Выбрать главу

Или великий Фиуме — воплотивший в своих картинах все мифы Средиземноморья так, что хотелось плакать, что тебе никогда не втиснуться в его формат, в его переполненный солнцем мир, не проскакать на каменном коне сквозь оливковые рощи к морю, не увидеть ни Минотавра, ни крутобедрых темных греческих красавиц, не пережить его восторга, восторга мастера, который одинаково ваяет красками тяжесть и невесомость, почти пустоту… Вот это, я понимаю, были акции. Это были послания! Это был бунт!

Черт возьми, Ван Гог и Поль Гоген в Арле жили просто как два бомжа, каковыми по сути и являлись в ту пору, но они перевернули мир своей живописью!

Что, нынешние художники разучились бунтовать? Ну… да. Это им и в голову не приходит: они хотят заработать и жить нормально, поэтому и пишут такие вот нормальные, красивенькие картины. Любят писать лошадей, красивых женщин, породистых собак. Некоторые выдумывают очень сложные картины для подробного рассматривания: летающие города, фантастические леса и т. д.

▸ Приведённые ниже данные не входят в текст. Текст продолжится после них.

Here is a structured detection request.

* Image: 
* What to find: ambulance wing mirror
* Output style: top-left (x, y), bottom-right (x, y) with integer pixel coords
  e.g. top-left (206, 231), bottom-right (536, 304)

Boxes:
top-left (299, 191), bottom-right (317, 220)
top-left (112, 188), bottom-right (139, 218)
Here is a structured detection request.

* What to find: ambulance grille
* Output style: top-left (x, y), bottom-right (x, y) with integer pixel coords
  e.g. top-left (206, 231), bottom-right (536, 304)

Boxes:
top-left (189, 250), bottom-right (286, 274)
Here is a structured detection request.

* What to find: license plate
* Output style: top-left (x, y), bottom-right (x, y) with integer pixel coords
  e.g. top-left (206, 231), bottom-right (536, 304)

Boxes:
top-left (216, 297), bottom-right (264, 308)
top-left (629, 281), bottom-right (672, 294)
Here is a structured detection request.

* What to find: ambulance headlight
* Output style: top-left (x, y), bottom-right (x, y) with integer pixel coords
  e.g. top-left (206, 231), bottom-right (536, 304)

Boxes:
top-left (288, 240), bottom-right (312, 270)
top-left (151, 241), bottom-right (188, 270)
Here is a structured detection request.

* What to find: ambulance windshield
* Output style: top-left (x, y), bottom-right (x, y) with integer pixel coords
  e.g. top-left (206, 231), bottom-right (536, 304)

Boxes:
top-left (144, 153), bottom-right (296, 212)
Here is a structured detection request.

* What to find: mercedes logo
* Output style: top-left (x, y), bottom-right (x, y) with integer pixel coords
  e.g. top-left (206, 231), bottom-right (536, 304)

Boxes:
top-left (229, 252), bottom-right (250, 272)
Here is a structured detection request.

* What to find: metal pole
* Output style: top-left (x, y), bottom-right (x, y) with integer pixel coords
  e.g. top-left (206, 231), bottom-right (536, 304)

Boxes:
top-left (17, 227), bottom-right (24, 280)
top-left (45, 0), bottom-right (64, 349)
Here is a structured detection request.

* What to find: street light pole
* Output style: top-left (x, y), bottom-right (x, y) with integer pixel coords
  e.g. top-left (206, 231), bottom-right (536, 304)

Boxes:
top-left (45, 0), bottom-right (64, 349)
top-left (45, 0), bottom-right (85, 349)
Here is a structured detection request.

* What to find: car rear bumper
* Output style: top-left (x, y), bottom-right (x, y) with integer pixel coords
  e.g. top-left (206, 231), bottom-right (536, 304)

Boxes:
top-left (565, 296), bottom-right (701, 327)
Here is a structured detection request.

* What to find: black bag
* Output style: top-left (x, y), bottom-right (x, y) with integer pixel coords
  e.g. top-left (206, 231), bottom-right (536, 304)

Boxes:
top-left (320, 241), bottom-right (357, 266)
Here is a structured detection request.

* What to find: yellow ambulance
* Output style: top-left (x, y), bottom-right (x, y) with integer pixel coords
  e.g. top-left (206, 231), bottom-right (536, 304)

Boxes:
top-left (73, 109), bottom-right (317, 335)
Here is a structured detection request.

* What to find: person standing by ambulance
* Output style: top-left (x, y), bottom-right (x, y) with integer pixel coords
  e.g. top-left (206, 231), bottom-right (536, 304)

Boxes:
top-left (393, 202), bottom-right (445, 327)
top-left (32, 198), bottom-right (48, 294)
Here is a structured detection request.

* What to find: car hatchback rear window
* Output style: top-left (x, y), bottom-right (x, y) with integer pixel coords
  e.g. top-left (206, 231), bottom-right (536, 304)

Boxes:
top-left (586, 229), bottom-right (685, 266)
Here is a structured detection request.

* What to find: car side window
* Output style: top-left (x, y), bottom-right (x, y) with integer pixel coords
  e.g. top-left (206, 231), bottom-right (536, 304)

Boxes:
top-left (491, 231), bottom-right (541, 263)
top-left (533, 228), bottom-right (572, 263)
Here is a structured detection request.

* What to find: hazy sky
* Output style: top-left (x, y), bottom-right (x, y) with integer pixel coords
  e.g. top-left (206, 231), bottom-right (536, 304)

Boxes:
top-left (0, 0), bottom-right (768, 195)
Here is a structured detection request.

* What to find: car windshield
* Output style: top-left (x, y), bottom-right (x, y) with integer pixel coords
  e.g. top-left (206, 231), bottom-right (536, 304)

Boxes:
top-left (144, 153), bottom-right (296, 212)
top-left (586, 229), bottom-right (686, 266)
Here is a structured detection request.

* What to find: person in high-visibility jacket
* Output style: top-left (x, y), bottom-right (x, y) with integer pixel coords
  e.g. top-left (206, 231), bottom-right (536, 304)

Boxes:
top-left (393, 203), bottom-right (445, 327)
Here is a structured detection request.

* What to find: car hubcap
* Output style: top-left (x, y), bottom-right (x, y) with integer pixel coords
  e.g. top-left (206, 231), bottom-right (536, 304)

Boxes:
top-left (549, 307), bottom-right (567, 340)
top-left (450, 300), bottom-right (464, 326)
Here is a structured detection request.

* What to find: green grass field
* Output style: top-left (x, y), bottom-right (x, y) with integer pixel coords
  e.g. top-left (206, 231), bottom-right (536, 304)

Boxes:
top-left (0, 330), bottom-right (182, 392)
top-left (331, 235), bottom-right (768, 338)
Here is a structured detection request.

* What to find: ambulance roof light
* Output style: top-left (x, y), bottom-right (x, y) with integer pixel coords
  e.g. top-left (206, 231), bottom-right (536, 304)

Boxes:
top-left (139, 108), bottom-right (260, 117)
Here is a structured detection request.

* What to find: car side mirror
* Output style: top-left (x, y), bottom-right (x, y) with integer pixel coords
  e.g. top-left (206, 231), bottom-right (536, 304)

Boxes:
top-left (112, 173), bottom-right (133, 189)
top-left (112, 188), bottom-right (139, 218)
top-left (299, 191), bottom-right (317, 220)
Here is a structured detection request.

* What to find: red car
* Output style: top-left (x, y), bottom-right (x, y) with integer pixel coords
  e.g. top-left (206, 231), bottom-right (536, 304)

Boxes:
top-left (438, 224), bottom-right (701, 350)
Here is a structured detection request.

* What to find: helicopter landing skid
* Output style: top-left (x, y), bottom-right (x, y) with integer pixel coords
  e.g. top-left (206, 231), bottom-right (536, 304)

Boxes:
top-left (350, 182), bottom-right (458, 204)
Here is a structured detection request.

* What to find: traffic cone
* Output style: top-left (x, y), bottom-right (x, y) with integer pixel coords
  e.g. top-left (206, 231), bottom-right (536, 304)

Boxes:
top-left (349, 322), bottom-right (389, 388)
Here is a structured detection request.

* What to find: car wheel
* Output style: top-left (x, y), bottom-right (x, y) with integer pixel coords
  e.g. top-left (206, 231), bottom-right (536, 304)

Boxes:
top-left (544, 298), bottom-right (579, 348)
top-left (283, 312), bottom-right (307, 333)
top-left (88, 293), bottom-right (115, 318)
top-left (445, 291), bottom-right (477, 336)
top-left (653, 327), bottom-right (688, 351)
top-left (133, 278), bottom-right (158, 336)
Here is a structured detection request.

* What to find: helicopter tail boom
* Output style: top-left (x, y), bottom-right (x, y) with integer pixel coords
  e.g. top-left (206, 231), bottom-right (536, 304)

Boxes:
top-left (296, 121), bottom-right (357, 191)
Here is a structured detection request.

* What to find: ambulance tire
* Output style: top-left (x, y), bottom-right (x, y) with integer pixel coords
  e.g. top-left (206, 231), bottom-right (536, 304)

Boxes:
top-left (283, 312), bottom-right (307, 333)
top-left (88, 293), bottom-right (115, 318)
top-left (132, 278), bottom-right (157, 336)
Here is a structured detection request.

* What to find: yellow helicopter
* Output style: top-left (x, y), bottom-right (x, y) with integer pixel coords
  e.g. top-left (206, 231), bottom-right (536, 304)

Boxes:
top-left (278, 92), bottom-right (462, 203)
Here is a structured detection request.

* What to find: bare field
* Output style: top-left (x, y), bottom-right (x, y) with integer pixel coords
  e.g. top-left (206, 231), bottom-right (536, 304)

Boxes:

Но Босха им все равно не превзойти ни по скрупулезности, ни по пламенной одержимости видениями.

Одержимость ушла из искусства.

“Красивенькое” забивает все поры восприятия, от этого и возникает ощущение удушья, закормленности каким-то жирным сладким кремом и тошноты.

Еще один вид тошноты возникает на “концептуальных” выставках для продвинутой публики.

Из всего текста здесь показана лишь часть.